Quant aux mesures d’urgence qui avaient été demandées, comme la formation massive et urgente d’infirmiers afin de faire face aux besoins, l’augmentation du nombre de lits et le développement des structures extrahospitalières ou le fait de garantir des conditions d’accueil et d’hospitalisation décentes, elles n’ont aucunement été prises en compte.

Vos préoccupations semblent bien éloignées des attentes des professionnels et des usagers !

Pis, parce que la situation s’aggrave, l’hospitalisation sans consentement est détournée de sa fonction première afin de pallier des lacunes plus générales. C’est ainsi que des malades qui souhaitent se faire hospitaliser librement ont parfois recours à l’hospitalisation à la demande d’un tiers, car c’est pour eux le seul moyen d’obtenir une place à l’hôpital. Pendant ce temps, un malade qui pouvait encore avoir besoin de soins est prié de quitter l’établissement. On hospitalise également en psychiatrie des personnes pour cause de trouble à l’ordre public, car l’élu municipal est le seul à se mobiliser dans l’urgence, faute d’un médecin disponible pour signer un certificat.

Bref, la psychiatrie est forcée d’assumer des dysfonctionnements sociaux qui la dépassent largement.

Ces aspects sociaux ne doivent pas être niés. Franco Basaglia, psychologue italien de renom, avait pour habitude, avant de se préoccuper de leur vie psychique, de poser à ses patients les questions suivantes : « Avez-vous un logement ? » « Vos ressources sont-elles suffisantes ? » « Vos liens sociaux sont-ils solides ? ». Répondre aux troubles psychiques en délaissant les troubles sociaux serait sans effet ; c’est d’autant plus vrai que, comme le montrent les chiffres, les malades en hospitalisation sous contrainte sont généralement plus précaires et plus isolés socialement que les malades en hospitalisation libre.

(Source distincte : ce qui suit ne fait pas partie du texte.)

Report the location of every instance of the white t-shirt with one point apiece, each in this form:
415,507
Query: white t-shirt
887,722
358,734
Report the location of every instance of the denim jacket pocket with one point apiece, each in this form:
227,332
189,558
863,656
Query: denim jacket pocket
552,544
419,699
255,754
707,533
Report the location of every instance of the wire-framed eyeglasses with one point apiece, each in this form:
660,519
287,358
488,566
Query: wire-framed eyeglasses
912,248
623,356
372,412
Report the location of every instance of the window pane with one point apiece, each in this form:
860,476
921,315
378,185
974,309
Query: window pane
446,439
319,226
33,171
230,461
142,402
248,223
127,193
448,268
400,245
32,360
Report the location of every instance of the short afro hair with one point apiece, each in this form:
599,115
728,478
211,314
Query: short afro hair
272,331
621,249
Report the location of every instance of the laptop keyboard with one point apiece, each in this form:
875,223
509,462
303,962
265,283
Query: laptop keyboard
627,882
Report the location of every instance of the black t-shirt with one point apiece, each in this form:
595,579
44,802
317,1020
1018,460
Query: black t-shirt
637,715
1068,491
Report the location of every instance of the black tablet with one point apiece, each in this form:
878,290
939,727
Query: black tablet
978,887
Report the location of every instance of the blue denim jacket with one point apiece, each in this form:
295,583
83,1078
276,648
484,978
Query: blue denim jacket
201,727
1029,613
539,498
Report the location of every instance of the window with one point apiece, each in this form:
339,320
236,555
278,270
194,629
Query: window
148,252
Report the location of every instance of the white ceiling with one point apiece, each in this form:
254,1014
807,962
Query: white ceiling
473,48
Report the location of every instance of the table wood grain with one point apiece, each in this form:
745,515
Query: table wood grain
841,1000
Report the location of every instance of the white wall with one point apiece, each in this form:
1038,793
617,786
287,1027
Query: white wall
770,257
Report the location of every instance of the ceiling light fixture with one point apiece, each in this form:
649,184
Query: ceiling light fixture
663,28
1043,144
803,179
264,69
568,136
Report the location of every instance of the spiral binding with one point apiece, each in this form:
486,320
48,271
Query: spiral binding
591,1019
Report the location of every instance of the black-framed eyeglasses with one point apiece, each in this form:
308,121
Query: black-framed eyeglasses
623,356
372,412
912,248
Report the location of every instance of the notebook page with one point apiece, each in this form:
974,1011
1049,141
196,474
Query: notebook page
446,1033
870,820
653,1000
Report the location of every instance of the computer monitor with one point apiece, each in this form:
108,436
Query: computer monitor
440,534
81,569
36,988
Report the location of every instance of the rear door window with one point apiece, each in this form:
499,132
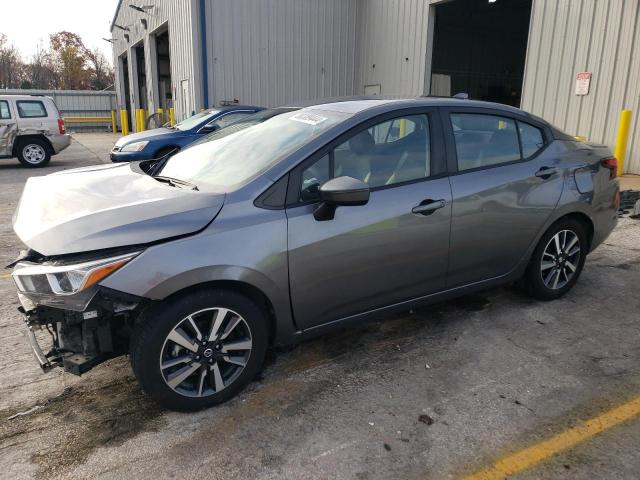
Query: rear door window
484,140
5,113
31,109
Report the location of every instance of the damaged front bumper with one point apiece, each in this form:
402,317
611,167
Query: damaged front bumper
80,340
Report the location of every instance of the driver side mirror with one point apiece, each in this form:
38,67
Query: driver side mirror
340,191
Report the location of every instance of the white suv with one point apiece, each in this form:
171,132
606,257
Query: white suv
31,129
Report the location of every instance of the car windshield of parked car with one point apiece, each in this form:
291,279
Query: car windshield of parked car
241,124
234,159
195,120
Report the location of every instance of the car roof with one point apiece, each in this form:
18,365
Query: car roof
359,104
22,96
236,107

Mais comment répondre aux besoins sociaux et psychiques quand les professionnels font face à un déficit de l’offre de soins, de prévention, de suivi et d’accessibilité des structures de soins ?

Le constat a été fait à de nombreuses reprises : c’est d’une loi globale de psychiatrie et de santé dont notre pays a besoin.

Vous l’aurez compris, mes chers collègues, cette situation générale m’interpelle davantage que les rares moments de violence que peuvent avoir certains malades qui traversent des périodes critiques dues à l’évolution de leur pathologie. Pour vous, au contraire, c’est le point central de votre projet de loi.

Venons-en d’ailleurs à ce projet.

Pourquoi élaborer un projet de loi sans concertation avec les acteurs du secteur ? Je dois dire, madame la secrétaire d’État, que vous avez réussi à faire l’unanimité contre vous. Comment et pourquoi obliger une personne à se soigner ? D’ailleurs, comment obliger les professionnels à prodiguer des soins dans de telles conditions ?

C’est l’objectif inverse qui devrait être recherché : alléger la contrainte et favoriser l’adhésion aux soins. Cette situation serait de loin la plus profitable, pour les soignés comme pour les soignants.

Pourquoi proposer une réforme dont le principal objectif consiste à réduire un risque de dangerosité que seul un petit nombre de malades présentent, qui plus est seulement à certains moments de leur vie, alors même qu’elle aura, au-delà de ceux-ci, des conséquences négatives sur un très grand nombre de personnes prises en charge ?

Enfin, pourquoi s’entêter à prendre des mesures toujours plus liberticides, alors que le Conseil constitutionnel a censuré deux articles relatifs à l’hospitalisation d’office, considérant qu’ils méconnaissaient le principe du respect de la liberté individuelle que l’article 66 de la Constitution garantit ?

Les besoins sanitaires sont immenses. Pourtant, vous n’avez qu’une idée fixe : toujours plus de mesures sécuritaires ! Aussi les sénatrices et le sénateur écologistes voteront-ils contre ce projet de loi.